Une attaque perpétrée pendant les Jeux de Paris 2024 par des drones désormais au cœur des conflits et intégrés à l’arsenal terroriste: ce scénario est pris en compte par les autorités françaises, qui promettent un dispositif de défense “inégalé”. « C’est vraiment quelque chose que l’on prend très au sérieux, on travaille dessus depuis longtemps, » assure un haut fonctionnaire à l’AFP. Le spectre d’une attaque terroriste pendant des Jeux olympiques et paralympique hante en effet chaque pays-hôte depuis plus de 50 ans.
En 1972 à Munich (Allemagne), l’attaque sanglante d’un commando palestinien contre la délégation israélienne, endeuille l’olympisme. En 1996, lors des Jeux d’Atlanta (Etats-Unis), une bombe explose dans un parc, tuant une personne et en blessant 111, un acte perpétré par un homme proche des mouvances chrétiennes extrémistes. Depuis, aucun acte terroriste n’a entaché les Jeux. Mais la menace est toujours présente.
« Les Jeux sont une vitrine idéale, en mondovision, et bien évidemment les services de sécurité travaillent sur tous les scénarios pour prévenir d’une éventuelle attaque, résume le haut fonctionnaire. Et les drones sont très clairement sur le haut de nos priorités ». Depuis plusieurs années, l’usage des drones vendus dans le civil a en effet été détourné au profit de groupes armés ou criminels pour commettre des attentats. Des djihadistes avaient notamment tenté, sans succès en novembre 2021 d’assassiner le premier ministre irakien Moustafa al-Kazimi en utilisant des drones piégés.
Un système de protection multi-couches
« L’hybridation de drones civils à usage militaire ou terroriste, ce n’est pas nouveau, comme on peut le voir en Ukraine notamment : le risque est transposable pour les JO, ce n’est pas un fantasme, » estime Thibault Fouillet, docteur en histoire, chercheur à la Fondation pour la recherche stratégique (FRS). Les parades ont beaucoup tâtonné. Une mission d’information parlementaire avait alerté à l’été 2021 sur le retard de la France, insuffisamment préparée face au phénomène.

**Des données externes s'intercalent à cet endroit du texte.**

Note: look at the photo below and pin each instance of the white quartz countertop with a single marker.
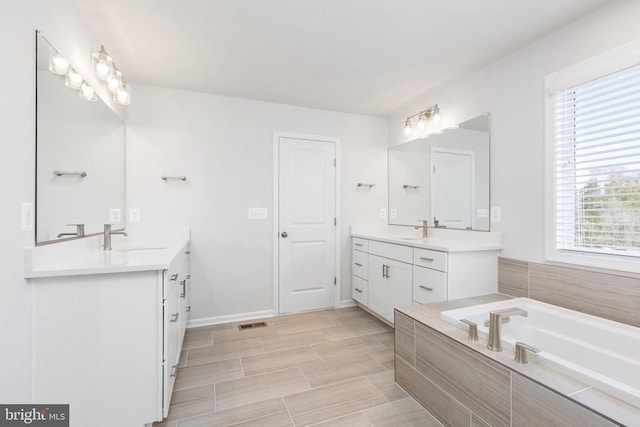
(439, 242)
(81, 258)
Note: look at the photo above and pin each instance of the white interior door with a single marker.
(452, 187)
(307, 212)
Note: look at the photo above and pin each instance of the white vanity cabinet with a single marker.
(108, 342)
(400, 274)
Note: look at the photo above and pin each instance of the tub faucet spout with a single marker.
(495, 320)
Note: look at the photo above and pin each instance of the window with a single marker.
(594, 169)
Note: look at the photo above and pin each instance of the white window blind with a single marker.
(597, 165)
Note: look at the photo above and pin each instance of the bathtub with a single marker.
(602, 353)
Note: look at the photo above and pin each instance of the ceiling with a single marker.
(359, 56)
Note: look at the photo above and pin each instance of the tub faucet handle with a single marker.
(520, 355)
(473, 329)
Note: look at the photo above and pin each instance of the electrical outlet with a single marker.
(496, 214)
(115, 215)
(134, 215)
(257, 213)
(27, 216)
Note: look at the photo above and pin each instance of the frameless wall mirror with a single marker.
(443, 178)
(79, 157)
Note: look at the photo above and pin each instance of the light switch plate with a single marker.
(134, 215)
(257, 213)
(115, 215)
(496, 214)
(27, 216)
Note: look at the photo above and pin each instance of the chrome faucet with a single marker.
(424, 228)
(495, 321)
(79, 231)
(107, 236)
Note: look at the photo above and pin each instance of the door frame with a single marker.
(276, 213)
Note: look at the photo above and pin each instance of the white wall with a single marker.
(225, 148)
(18, 23)
(512, 91)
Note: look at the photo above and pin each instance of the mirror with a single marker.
(443, 177)
(79, 158)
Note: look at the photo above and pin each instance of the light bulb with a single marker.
(407, 128)
(436, 116)
(87, 93)
(114, 81)
(73, 80)
(57, 64)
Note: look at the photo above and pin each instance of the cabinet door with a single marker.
(171, 344)
(400, 286)
(378, 296)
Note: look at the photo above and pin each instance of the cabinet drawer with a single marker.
(389, 250)
(432, 259)
(360, 244)
(360, 290)
(360, 265)
(429, 285)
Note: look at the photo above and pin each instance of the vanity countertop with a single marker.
(85, 256)
(441, 241)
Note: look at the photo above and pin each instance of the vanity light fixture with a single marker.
(431, 114)
(106, 70)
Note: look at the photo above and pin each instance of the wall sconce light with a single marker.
(106, 70)
(431, 114)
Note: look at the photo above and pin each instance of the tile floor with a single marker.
(323, 368)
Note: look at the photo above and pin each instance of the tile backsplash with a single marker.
(610, 295)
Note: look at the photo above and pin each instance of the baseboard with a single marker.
(217, 320)
(347, 303)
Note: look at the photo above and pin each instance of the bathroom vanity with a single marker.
(390, 271)
(108, 327)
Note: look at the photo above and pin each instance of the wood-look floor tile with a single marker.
(347, 347)
(236, 415)
(279, 419)
(385, 338)
(304, 324)
(324, 403)
(197, 339)
(236, 334)
(230, 394)
(405, 412)
(386, 384)
(350, 330)
(340, 369)
(298, 339)
(222, 351)
(384, 357)
(356, 419)
(277, 360)
(210, 373)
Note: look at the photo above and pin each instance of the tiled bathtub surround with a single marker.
(611, 295)
(463, 383)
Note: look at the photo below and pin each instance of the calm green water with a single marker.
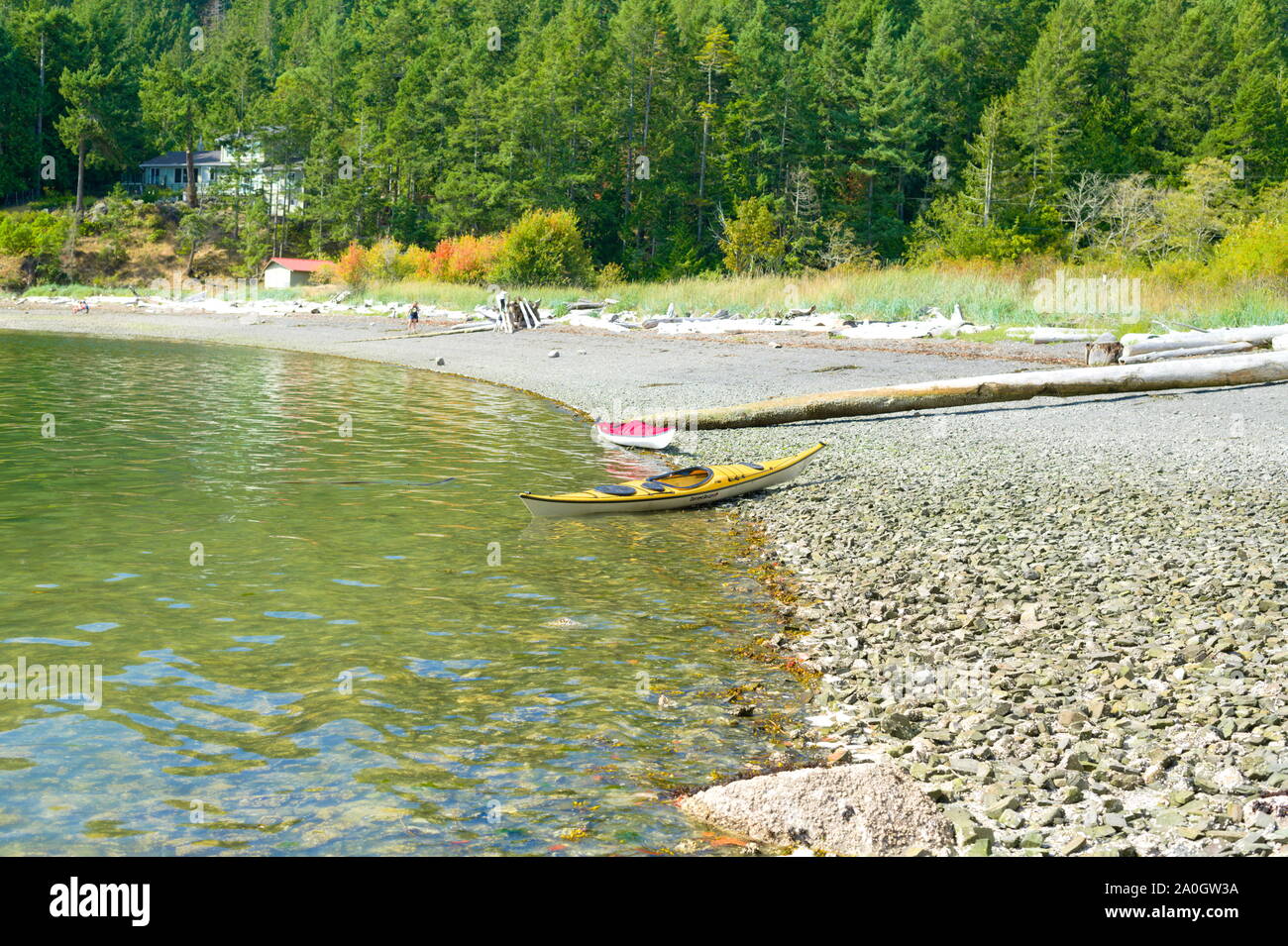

Quelques semaines plus tôt, un rapport sénatorial avait lui pointé le caractère “complexe” et “évolutif” de la lutte anti-drones, assurant que parmi les multiples solutions “tant pour la détection (radars, détection des radiofréquences, optronique…) que pour la neutralisation (brouillage, cinétique…), aucune, prise individuellement, (n’était) complétement satisfaisante”. « Les systèmes ont évolué depuis, » assure ce haut fonctionnaire.
« La problématique c’est l’efficacité d’un système qui doit être multi-couches, explique Thomas Fouillet. Vous ne luttez pas de la même manière contre des drones militaires ou des drones civils ». Depuis quelques années, les capacités des drones civils préoccupent également les forces sécuritaires.
A Paris, pendant l’été 2021, les forces de l’ordre avaient intercepté le drone d’un touriste. « Il volait à 140km/h et pouvait monter à plusieurs kilomètres dans le ciel. Là on a vu qu’on avait un souci, » corrobore une source sécuritaire.
Des fusils brouilleurs
Il y a aussi le mode d’attaque, avec ce qu’on appelle les “essaims de drones”, une armada de ces petits engins saturant brusquement le ciel, et dont le vol est coordonné. « Ce scénario d’une attaque par essaim militarisé nécessite des capacités étatiques. Ce n’est a priori pas forcément l’hypothèse la plus élevée pour les JO, » nuance Thibault Fouillet. « Un essaim de drones a besoin de beaucoup de coordination et sera beaucoup plus sensible au brouillage. La menace nous paraît faible, » confirme le général Etienne Faury, commandant la Brigade aérienne de la Posture Permanente de Sûreté et responsable de la lutte anti-drone pour les JO 2024.
Pour sécuriser le ciel pendant les Jeux, l’armée de l’air et de l’espace s’occupera de coordonner la protection aérienne. Trois risques majeurs sont identifiés: « une attaque de drones avec engin explosif comme on voit tous les jours en Ukraine, la coordination d’une attaque terroriste avec diffusion d’images de perturbation, et la perturbation d’un contestataire avec un drone, » recense une autre source militaire.
Plusieurs pistes sont envisagées pour intercepter des drones, notamment l’utilisation d’un drone de capture capable de déployer un grand filet, ou encore l’usage d’un laser ou d’une impulsion électromagnétique. Des fusils brouilleurs sont également envisagés selon une source sécuritaire. « Nous mettons en place un dispositif assez inégalé, » assure le général. « Ces systèmes sont perfectibles, si le drone tombe avec sa charge explosive il rate sa cible mais il peut faire des dégâts, » nuance toutefois ce haut fonctionnaire.